Ao mesmo tempo, o cotidiano da cidade seguia produzindo outros fatos igualmente reveladores. Mais de mil vagas de emprego foram abertas pelas Agências do Trabalhador. A rede particular retomou as aulas, alterando novamente a dinâmica da mobilidade urbana. O sistema DF 360 ampliou sua integração de câmeras e consolidou resultados importantes no enfrentamento da criminalidade. As operações contra a grilagem prosseguiram tentando conter uma das maiores distorções históricas da ocupação territorial do Distrito Federal.

Nenhum desses assuntos dominou o debate político nacional. Mas todos ajudam a explicar uma cidade que continua funcionando enquanto a política organiza suas próximas disputas.

É justamente aí que aparece o contraste mais interessante do momento.

Enquanto Brasília amplia sua capacidade de atrair turistas, movimentar a economia, sediar grandes eventos e desenvolver soluções tecnológicas para a gestão pública, a política ainda permanece voltada para dentro de si mesma. As convenções seguem ocupadas pela montagem das chapas, pela distribuição de espaços, pela composição das nominatas e pela definição das alianças.

O caso do MDB simboliza esse momento. Trata-se do partido mais decisivo da sucessão de 2026 e, paradoxalmente, um dos que menos conseguiu transmitir uma mensagem clara sobre o caminho que pretende seguir. A direção nacional aponta para a manutenção da aliança com Celina Leão, mas a demora na consolidação desse movimento mantém um ambiente de expectativa entre filiados, pré-candidatos e aliados. O calendário ainda permite esse tempo de negociação. Politicamente, porém, a indefinição começa a produzir custos.

Essa diferença de ritmo merece atenção. A cidade não suspende sua rotina porque os partidos ainda negociam. A economia continua produzindo oportunidades. Os serviços públicos seguem sendo avaliados diariamente. A segurança, a mobilidade, a cultura e o turismo continuam moldando a percepção que moradores e visitantes constroem sobre o Distrito Federal.

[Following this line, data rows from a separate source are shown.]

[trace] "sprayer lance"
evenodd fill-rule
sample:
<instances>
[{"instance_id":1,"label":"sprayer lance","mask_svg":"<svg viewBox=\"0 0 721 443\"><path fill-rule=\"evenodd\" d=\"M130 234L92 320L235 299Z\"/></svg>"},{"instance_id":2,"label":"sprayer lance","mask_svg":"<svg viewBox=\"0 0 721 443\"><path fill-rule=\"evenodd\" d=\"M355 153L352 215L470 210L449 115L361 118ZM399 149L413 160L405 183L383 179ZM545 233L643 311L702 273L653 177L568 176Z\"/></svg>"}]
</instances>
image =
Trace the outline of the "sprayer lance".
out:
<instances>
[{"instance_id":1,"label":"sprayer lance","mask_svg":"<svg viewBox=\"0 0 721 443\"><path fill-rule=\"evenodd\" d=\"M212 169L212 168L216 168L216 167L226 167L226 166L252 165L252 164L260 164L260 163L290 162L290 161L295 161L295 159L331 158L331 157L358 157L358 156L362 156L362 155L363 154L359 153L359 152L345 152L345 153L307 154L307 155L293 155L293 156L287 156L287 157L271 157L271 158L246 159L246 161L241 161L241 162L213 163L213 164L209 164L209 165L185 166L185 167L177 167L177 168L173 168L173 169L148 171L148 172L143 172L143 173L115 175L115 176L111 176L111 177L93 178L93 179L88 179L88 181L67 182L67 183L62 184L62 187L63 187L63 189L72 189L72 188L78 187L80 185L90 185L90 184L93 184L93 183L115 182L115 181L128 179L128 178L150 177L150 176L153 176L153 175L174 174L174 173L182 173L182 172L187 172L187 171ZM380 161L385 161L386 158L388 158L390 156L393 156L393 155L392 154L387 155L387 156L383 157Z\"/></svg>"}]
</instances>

Talvez essa seja a principal transformação em curso.

Durante muito tempo, Brasília foi conhecida porque concentrava o poder. Hoje, começa a ser reconhecida também pela capacidade de produzir experiências, movimentar a economia, receber grandes eventos e oferecer uma agenda que extrapola os limites da política.

As convenções definirão quem disputará o governo da capital. Mas a eleição será vencida por quem compreender que o eleitor passou a viver uma cidade muito mais complexa do que aquela que aparece apenas nas fotografias da Praça dos Três Poderes. A Brasília de 2026 continua sendo o centro das decisões nacionais. Mas já não aceita ser definida apenas por elas.